A teenage girl had used Facebook to invite 20 friends to a Halloween party on the weekend — only to have the invitation and her address spread across social-media sites like a partying virus.
Kamloops RCMP had to intervene and quell the celebrations before they began in earnest when up to 200 people converged on the street in front of the girl’s home.
Even so, Mounties say the house sustained some damage.
Imagine how much mayhem would have ensued had upwards of 800 people arrived, as was a possibility, according to police?

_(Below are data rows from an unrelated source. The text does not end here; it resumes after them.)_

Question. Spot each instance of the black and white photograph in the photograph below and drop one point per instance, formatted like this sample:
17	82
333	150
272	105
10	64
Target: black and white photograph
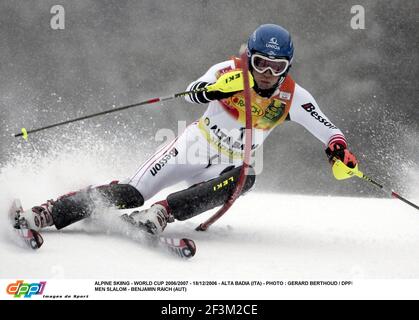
209	150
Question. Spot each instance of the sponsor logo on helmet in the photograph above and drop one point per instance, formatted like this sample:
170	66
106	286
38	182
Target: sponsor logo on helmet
284	95
273	43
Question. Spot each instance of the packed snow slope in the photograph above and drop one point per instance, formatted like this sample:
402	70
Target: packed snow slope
274	236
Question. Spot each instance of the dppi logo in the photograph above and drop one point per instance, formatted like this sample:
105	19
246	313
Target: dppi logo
20	288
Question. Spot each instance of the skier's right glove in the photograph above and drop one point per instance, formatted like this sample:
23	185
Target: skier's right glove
339	151
227	85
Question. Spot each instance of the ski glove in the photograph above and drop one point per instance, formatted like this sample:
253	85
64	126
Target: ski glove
337	150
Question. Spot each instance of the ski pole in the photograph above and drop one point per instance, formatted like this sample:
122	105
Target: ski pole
24	133
247	84
342	171
229	82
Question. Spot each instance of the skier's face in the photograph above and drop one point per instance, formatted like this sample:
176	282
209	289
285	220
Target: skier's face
265	80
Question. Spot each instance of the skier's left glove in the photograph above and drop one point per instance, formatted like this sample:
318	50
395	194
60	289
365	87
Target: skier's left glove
339	151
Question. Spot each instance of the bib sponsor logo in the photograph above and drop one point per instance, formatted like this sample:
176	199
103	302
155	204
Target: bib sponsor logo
27	290
159	165
274	111
310	108
239	103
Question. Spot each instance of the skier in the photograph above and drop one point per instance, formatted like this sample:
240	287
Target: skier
217	138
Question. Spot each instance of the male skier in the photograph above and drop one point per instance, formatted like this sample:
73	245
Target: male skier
210	150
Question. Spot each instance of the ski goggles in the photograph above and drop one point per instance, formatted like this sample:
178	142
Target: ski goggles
261	64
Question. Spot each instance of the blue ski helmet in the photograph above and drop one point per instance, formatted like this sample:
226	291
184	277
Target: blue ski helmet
272	41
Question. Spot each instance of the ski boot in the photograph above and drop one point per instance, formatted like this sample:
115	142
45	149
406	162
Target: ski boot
24	229
153	220
39	217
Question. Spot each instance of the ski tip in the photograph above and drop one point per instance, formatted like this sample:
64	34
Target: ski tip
201	227
189	249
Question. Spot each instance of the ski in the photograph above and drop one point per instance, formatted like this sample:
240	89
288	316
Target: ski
181	247
30	237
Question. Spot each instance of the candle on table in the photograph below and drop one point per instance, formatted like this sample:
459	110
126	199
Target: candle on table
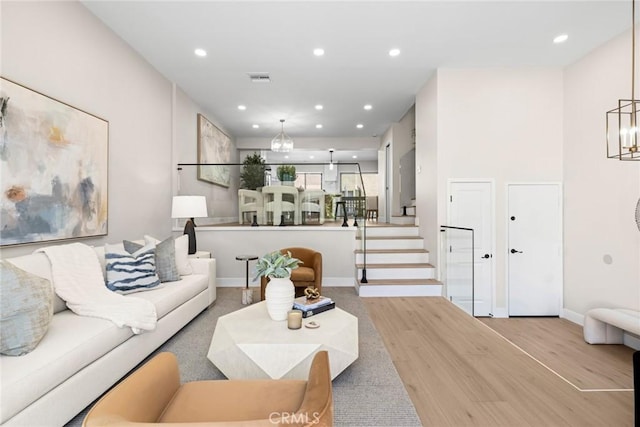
294	319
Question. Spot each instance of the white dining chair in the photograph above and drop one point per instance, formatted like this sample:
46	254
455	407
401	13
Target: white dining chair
279	199
250	201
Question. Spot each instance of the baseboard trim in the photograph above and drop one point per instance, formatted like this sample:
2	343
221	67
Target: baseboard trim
572	316
500	313
632	341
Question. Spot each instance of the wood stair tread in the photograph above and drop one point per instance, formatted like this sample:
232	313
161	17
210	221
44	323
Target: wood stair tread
405	265
388	237
401	282
392	251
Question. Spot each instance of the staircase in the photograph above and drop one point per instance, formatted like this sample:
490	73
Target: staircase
397	263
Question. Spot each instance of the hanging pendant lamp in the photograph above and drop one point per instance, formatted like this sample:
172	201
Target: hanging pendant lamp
622	122
282	143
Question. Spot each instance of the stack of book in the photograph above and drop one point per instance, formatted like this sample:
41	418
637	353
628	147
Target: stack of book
314	306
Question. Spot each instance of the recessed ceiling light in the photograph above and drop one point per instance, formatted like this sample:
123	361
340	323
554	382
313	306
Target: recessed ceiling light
561	38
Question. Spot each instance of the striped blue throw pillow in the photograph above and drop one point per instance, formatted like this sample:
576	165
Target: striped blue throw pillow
134	272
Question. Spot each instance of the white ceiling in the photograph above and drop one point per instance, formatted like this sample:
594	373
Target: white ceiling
278	37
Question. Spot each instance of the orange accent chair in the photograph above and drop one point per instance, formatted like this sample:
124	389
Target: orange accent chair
309	273
153	396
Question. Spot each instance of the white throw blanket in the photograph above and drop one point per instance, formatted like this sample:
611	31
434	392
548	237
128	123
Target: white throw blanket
77	279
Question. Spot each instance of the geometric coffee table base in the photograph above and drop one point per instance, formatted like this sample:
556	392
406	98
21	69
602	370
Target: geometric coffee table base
247	344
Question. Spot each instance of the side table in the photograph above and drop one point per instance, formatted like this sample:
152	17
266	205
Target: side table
247	294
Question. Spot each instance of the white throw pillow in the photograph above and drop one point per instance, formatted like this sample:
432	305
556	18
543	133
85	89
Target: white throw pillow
182	253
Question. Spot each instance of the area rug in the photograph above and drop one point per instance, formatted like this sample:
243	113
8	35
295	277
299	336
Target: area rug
369	393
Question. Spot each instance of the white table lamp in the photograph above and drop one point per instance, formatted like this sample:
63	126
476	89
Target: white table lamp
189	207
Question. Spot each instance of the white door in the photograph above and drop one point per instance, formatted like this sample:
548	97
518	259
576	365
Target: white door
387	182
534	250
471	206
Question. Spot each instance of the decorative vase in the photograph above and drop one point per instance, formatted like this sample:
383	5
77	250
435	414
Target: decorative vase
279	295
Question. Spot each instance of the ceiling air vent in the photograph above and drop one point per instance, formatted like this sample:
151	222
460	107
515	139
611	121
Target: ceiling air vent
259	77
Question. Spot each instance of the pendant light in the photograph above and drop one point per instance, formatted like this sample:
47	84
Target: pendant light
282	143
622	122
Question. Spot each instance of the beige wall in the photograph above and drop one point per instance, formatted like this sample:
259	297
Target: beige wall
503	125
61	50
221	201
600	193
427	165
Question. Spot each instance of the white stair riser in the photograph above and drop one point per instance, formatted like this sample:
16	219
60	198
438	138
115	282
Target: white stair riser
397	273
404	220
390	231
399	291
393	258
392	244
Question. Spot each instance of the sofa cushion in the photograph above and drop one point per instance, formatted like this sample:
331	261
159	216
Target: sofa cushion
26	308
39	264
71	343
181	252
174	294
127	272
165	259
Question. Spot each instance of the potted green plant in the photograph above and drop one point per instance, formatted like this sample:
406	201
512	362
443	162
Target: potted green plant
252	173
280	293
286	174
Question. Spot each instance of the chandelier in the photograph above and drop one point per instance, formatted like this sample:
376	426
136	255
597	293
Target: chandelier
622	122
282	143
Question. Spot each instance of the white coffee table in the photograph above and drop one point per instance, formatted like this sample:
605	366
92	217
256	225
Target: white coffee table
247	344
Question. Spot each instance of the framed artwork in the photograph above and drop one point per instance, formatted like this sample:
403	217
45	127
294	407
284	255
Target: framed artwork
214	147
53	168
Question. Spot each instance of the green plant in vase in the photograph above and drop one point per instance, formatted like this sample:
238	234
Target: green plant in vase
276	264
252	173
286	173
279	293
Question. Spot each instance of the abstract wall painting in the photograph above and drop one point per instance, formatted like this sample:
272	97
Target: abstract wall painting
54	169
213	147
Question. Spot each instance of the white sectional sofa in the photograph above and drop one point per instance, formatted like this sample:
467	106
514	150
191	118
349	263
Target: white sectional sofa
81	357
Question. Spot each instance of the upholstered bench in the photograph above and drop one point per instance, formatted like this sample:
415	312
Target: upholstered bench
607	325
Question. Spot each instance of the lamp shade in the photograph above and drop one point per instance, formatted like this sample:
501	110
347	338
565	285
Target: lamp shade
282	143
189	207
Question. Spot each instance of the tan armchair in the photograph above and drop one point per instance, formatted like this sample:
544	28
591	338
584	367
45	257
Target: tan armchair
309	273
153	395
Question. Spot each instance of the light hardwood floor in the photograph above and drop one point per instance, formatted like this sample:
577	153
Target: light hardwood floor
459	372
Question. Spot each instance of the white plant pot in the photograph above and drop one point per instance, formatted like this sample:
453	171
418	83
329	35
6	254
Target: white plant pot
279	295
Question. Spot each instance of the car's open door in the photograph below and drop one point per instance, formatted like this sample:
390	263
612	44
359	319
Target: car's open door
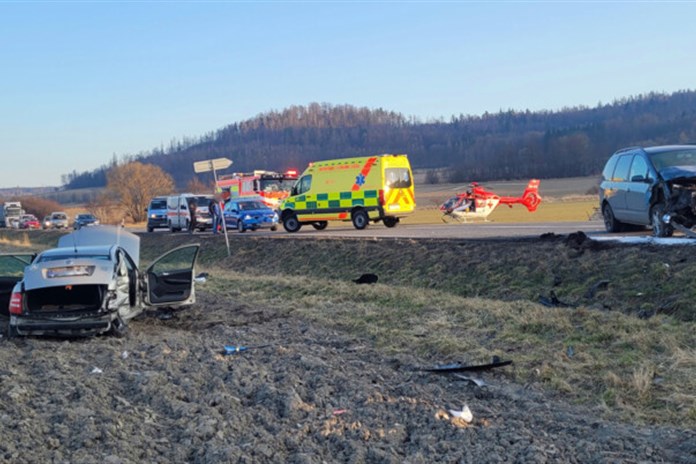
169	279
11	271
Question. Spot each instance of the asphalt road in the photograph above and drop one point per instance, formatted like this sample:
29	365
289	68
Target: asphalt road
448	231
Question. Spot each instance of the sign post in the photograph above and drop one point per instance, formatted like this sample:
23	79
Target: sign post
214	165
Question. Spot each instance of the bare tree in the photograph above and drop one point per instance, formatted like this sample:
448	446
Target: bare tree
134	184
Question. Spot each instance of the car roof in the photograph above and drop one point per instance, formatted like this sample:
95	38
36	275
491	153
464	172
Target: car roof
656	149
666	148
78	251
105	236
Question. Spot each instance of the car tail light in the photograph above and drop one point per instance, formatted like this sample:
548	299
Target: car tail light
16	303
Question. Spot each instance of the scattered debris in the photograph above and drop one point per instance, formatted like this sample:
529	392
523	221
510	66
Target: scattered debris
458	367
552	301
476	381
465	414
164	315
366	279
233	349
570	351
600	285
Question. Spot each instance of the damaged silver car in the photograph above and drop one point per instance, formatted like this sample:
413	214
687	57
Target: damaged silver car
654	186
91	284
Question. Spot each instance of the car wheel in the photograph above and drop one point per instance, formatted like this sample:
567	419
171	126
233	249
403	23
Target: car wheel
360	219
610	222
390	221
660	229
291	224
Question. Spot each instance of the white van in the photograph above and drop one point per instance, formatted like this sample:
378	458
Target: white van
179	212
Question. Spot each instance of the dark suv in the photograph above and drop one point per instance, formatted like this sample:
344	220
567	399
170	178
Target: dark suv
654	186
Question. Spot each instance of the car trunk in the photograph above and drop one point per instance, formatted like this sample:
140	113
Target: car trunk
69	298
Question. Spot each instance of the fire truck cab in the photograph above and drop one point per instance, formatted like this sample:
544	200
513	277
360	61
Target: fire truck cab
271	187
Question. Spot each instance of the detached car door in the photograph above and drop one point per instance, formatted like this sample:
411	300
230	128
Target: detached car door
169	279
11	271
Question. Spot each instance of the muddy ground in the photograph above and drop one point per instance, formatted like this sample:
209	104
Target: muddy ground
165	393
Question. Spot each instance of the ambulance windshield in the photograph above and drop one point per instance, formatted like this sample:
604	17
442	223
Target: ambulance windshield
397	177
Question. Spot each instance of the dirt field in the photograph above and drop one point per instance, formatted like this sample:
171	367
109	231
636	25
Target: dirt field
330	387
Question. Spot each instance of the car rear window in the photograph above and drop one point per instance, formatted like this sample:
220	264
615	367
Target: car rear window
250	205
668	159
622	167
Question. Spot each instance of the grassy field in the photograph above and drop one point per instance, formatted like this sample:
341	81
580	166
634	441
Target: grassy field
643	371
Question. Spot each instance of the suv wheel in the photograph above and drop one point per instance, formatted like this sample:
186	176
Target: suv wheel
660	229
291	224
610	222
360	219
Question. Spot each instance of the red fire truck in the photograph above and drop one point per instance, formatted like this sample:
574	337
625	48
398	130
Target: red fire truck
271	187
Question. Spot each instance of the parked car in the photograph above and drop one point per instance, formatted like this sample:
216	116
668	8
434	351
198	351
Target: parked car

Kamloops RCMP say they spoke the girl’s parents a day before the party, after police learned of the party address being spread online, but the gathering went ahead, with a bouncer posted at the door.
This time, a Kamloops home and neighbourhood was lucky.
All one needs to do is search the Internet for untold tales of homes being trashed and people being injured because too many partiers had converged at an address advertised online.
It only takes one post on Facebook or Twitter — be it a public or private message — to turn a planned small gathering into an apocalyptic mess.
Young people need to be reminded that nothing — absolutely nothing — online is completely private.
More importantly, parents and guardians need to hammer home that message by keeping tabs on what their kids are doing online — and, to take appropriate action when informed that plans have become uncontrollable.